[p2p-research] Building Alliances (invention vs. innovation)

J. Andrew Rogers reality.miner at gmail.com
Sat Nov 7 03:40:05 CET 2009

On Fri, Nov 6, 2009 at 4:49 PM, Paul D. Fernhout
<pdfernhout at kurtz-fernhout.com> wrote:
> To invent something takes enough money to stare out of the window for years,
> which is a lot to an individual, but not much in the scheme of things.
> To take an invention, and dominate the marketplace with it, calling it an
> innovation, that generally take a lot of capital. :-) And it seems to me,
> that is more what Andrew is talking about.

I'm actually talking about both, because in some ways they are not all
that separable in a well-functioning system. A lot of interesting
research is essentially forgotten because of incompetent (or
nonexistent) reduction to practice.

The point that you are not getting is that the various bits seem like
they could be done on the cheap, but you have to use individuals that
can do the whole thing from end to end.  Those individuals are very
rare and consequently very expensive; even in your minimum basic
income scenario, you can't force people to do the parts they don't
want to do but the work does not partition for all practical purposes.
Hell, open source software has giant implementation holes and many of
those apps have tons of volunteers and people that could legitimately
contribute if they chose to. Speaking from my own experience writing a
lot of open source code in the past, I only did the parts I wanted to
and ignored the rest.

Real software R&D doesn't produce things an ordinary programmer can
contribute to. Take, for example, sensor fusion -- a real problem --
where you merge unrelated measurements of reality into a single,
coherent model on a computer. Use cases are things like virtual
worlds, Microsoft's Photosynth, agricultural modeling in the
developing world, cloud-based relational databases, and numerous other
applications, all with severe limits based on a "simple" problem in
theoretical computer science that has been around for many decades. No
existing strategy in literature points to a solution so it will have
to be something new. So you purchase the entire body of relevant
computer science literature, analyze it, and clean-room a brand new
theoretical basis for a solution that actually works based on a
previously unknown mathematical relationship between constructs in
topology theory and join calculus with some other ideas thrown in. If
you publish it, a dozen people might read it, half of which might
understand it. Your programmer basically has to be a theoretical
expert on topology theory and join calculus to correctly implement the
solution in the context of one of the above applications. That's a

In the real world no one competent volunteers to see it all the way
through because there is a lot of slog work involved and no one cares
about the whole process. Additionally people that can solve problems
like this are exceedingly rare and valuable, so they have other things
they could be doing even if it might be less valuable to society in
some absolute sense. This is an extremely effective model, and you
rapidly get results that would be nigh impossible to get any other way
because you systematically force reduction to practice, but it is also
very expensive.

> So, Google invented a search algorithm, maybe better than others at the
> time, but probably not something others would not have invented in a few
> years. But, then they partnered with people with money, and turned that into
> a big company that centralized control of the invention is an innovative
> thing.

Google's search algorithm was not original to anyone familiar with the
literature.  What was original, and ultimately made them the success
they were, was the design of their database that allowed them to scale
the way they did.  Again, all they did was take some obscure ideas in
academic literature that had never been seriously implemented in a
real system and figured out how to put them together. Any other search
company could have done the same if they had been able to get the
right set of bright polymaths working on the problem that were
familiar with some seemingly unrelated bits of literature.

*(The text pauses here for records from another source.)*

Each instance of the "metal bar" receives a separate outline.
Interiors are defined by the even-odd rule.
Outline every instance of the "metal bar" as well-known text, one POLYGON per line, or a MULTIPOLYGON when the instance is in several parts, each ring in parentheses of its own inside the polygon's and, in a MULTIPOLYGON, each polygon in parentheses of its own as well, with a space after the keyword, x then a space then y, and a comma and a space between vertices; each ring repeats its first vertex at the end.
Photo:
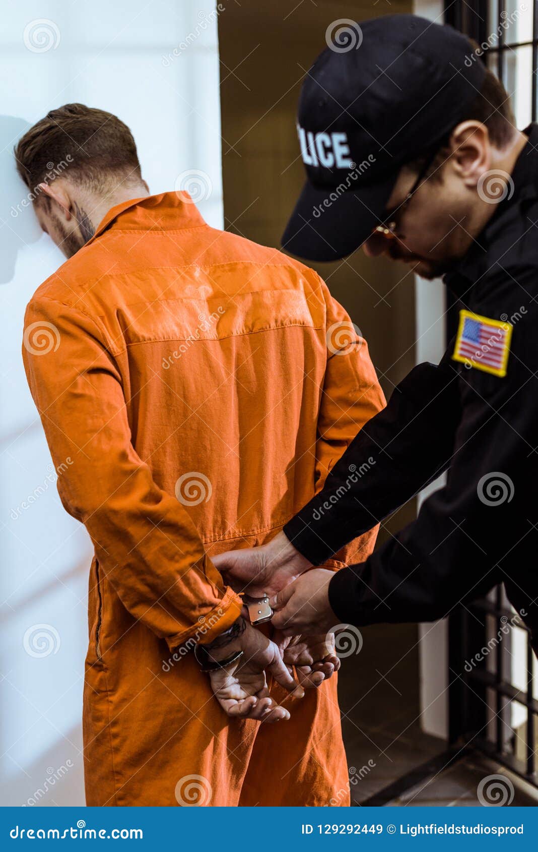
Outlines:
POLYGON ((497 26, 499 27, 499 32, 501 32, 501 37, 499 39, 499 49, 497 54, 497 77, 501 82, 504 84, 504 50, 502 46, 504 44, 504 29, 501 26, 501 22, 503 20, 502 13, 504 12, 504 0, 499 0, 499 9, 497 16, 497 26))
MULTIPOLYGON (((501 596, 501 586, 498 585, 495 589, 495 606, 497 609, 501 609, 502 605, 502 600, 501 596)), ((500 636, 501 630, 501 617, 497 616, 495 619, 495 628, 497 630, 497 637, 500 636)), ((502 642, 497 642, 497 647, 495 648, 495 682, 497 688, 495 689, 495 739, 497 741, 497 751, 502 752, 504 751, 504 697, 499 688, 502 683, 503 679, 503 643, 502 642)))
POLYGON ((532 121, 536 120, 536 63, 538 60, 538 3, 533 0, 532 14, 532 121))
POLYGON ((530 635, 527 636, 527 774, 535 774, 535 714, 530 705, 533 700, 534 653, 530 644, 530 635))
POLYGON ((517 701, 518 704, 522 704, 524 707, 528 707, 533 713, 538 714, 538 701, 536 699, 532 698, 529 700, 527 692, 522 692, 521 689, 518 689, 514 687, 513 683, 509 683, 507 681, 501 681, 501 683, 498 683, 496 675, 480 669, 475 669, 468 676, 469 680, 481 683, 484 687, 489 687, 490 689, 498 689, 502 695, 510 699, 511 701, 517 701))
POLYGON ((415 769, 411 769, 410 772, 402 775, 401 778, 393 781, 392 784, 383 787, 379 792, 374 793, 369 798, 361 802, 360 804, 353 802, 352 798, 352 807, 379 808, 388 804, 389 802, 399 798, 404 793, 408 792, 408 791, 412 790, 413 787, 418 786, 422 781, 435 778, 441 772, 453 766, 454 763, 462 760, 463 757, 466 757, 468 753, 469 749, 466 746, 459 746, 455 748, 447 749, 446 751, 442 751, 441 754, 432 757, 426 763, 422 763, 421 766, 417 766, 415 769))
POLYGON ((491 601, 487 601, 484 599, 480 599, 479 601, 473 601, 472 603, 466 604, 467 609, 478 609, 482 613, 489 613, 489 615, 495 615, 496 618, 505 618, 507 621, 511 621, 512 619, 518 619, 518 627, 520 627, 522 630, 526 630, 529 632, 529 628, 521 618, 518 616, 517 613, 513 613, 507 607, 497 607, 495 604, 492 603, 491 601))
POLYGON ((519 778, 523 778, 524 780, 528 781, 530 784, 536 784, 536 776, 534 775, 530 777, 527 772, 525 764, 522 760, 518 760, 511 754, 499 754, 495 747, 489 742, 488 740, 483 740, 480 737, 476 737, 475 740, 470 744, 472 748, 477 749, 478 751, 482 751, 484 754, 487 755, 488 757, 491 757, 495 760, 501 766, 506 766, 507 769, 513 772, 514 775, 518 775, 519 778))
MULTIPOLYGON (((535 12, 536 7, 535 6, 535 12)), ((536 45, 536 39, 533 36, 528 42, 506 42, 504 44, 497 44, 495 48, 488 48, 488 53, 498 53, 499 50, 513 50, 514 48, 528 48, 536 45)))

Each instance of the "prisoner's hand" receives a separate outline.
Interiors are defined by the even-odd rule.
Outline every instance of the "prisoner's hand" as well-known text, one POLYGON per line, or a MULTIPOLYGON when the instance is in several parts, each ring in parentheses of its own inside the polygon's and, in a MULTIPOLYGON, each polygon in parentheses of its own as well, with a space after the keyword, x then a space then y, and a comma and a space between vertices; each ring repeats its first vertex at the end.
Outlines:
POLYGON ((274 642, 248 625, 243 618, 236 624, 241 632, 233 642, 208 648, 209 656, 217 661, 226 659, 237 650, 243 651, 243 657, 236 663, 209 673, 215 698, 230 717, 260 722, 289 719, 289 711, 279 706, 269 695, 266 672, 272 675, 277 682, 295 698, 302 698, 304 689, 297 686, 274 642))
POLYGON ((317 636, 274 636, 286 665, 295 666, 301 687, 319 687, 340 669, 334 633, 317 636))
POLYGON ((310 568, 311 563, 293 546, 284 532, 268 544, 213 556, 214 565, 238 591, 254 596, 276 595, 310 568))
POLYGON ((312 568, 279 591, 269 602, 276 610, 273 626, 287 636, 330 630, 338 620, 329 602, 334 576, 326 568, 312 568))

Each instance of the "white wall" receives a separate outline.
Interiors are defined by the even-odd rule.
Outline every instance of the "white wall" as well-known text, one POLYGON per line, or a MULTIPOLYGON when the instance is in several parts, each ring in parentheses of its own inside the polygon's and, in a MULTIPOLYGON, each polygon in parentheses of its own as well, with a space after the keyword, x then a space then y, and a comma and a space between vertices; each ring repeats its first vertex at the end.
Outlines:
POLYGON ((64 103, 108 110, 131 128, 152 193, 189 189, 222 227, 216 12, 215 0, 25 0, 2 25, 0 803, 74 805, 91 545, 60 503, 22 368, 25 306, 63 256, 23 206, 13 146, 64 103))
MULTIPOLYGON (((439 0, 415 0, 413 11, 438 24, 443 23, 439 0)), ((444 352, 444 285, 439 280, 415 277, 416 363, 437 364, 444 352)), ((421 503, 444 481, 440 477, 420 497, 421 503)), ((426 734, 446 738, 449 733, 449 645, 448 622, 419 625, 421 672, 421 725, 426 734)))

And this was for a problem where the elements of a solution are widely
understood by computer science geeks.

> But, one could imagine that the people who started Google had just published
> their idea, and further, that someway was found to adapt it, in a
> "Folding at Home" distributed computer way to use idle CPU cycles and a p2p
> meshwork. We might not need Google server farms at all to do fast searches.
> But, there is not much incentive for people to spend millions or billions
> developing that idea, even if it was better and more secure and more
> democratic, because, in a captilist society, where is the profit?

There are well-understood theoretical reasons why that won't work.
Centralization was required, not a design choice. No need to look for
the profit bogeyman when simple mathematics will do.